Tuesday, February 14, 2012

Specimen Days: "BROADWAY SIGHTS"

This entry really puts Whitman in a historical context as he references all the famous people he has encountered on Broadway. I especially love the thought of Whitman having a nice chat with Poe. I found an interesting tidbit from a Poe blog about Whitman publishing (and possibly writing) a parody of "The Raven" in his newspaper, "A Jig in Prose":

"Once upon a evening dreary, while I pondered lone and
weary--o'er many an olden paper, reading forgotten stories o'er;
suddenly I heard a curious, lonely, ghostly, strange, mysterious
grating, underneath the floor! "'Tis some little mouse, I
muttered, underneath the office floor--and nothing more. And
again I trimmed the taper--and once more resumed my
paper--aged, forsaken, unique paper--poring its ancient
contents o'er; when again I heard repeated, this same
mysterious grating, but much louder than before--and it seemed
like someone sawing wood beneath the office floor; 'tis no
mouse thought I, but more. As I listened, each particular hair
stood upright perpendicular--cold, outstanding drops orbicular
soon my forehead o'er--while a strange mysterious terror, filled
my soul with fear and horror, such as I never felt before; much I
wondered what this curious grating meant beneath the floor!
Thus I sat and eyed the floor. And thus watching, gazing
pondering, trembling, doubting, tearing, wondering, suddenly
the wall was sundered, as for Banquo's ghost of yore--and while
gazing much astounded, there--from there bounded a huge rat
upon the floor! Not the least obeisance made he, but a moment
stopped and stayed he, and nothing more.
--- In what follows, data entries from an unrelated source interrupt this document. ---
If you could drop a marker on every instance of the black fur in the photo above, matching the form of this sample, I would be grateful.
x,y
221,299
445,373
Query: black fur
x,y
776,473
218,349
And, while gazing at
each other, suddenly out came another--somewhat greyer than
the other, with the weight of years he bore; then with
imprecations dire, I raised my boot and higher, a step advancing
nigher, whirled it safe across the floor; but the little imps had
scattered, and the door was bruised and battered, that it hit and
nothing more!"

In spite of all the celebrity sightings, Whitman still concerns himself with "the hurrying and vast amplitude of those never-ending human currents" which inspire so much of "Song of Myself."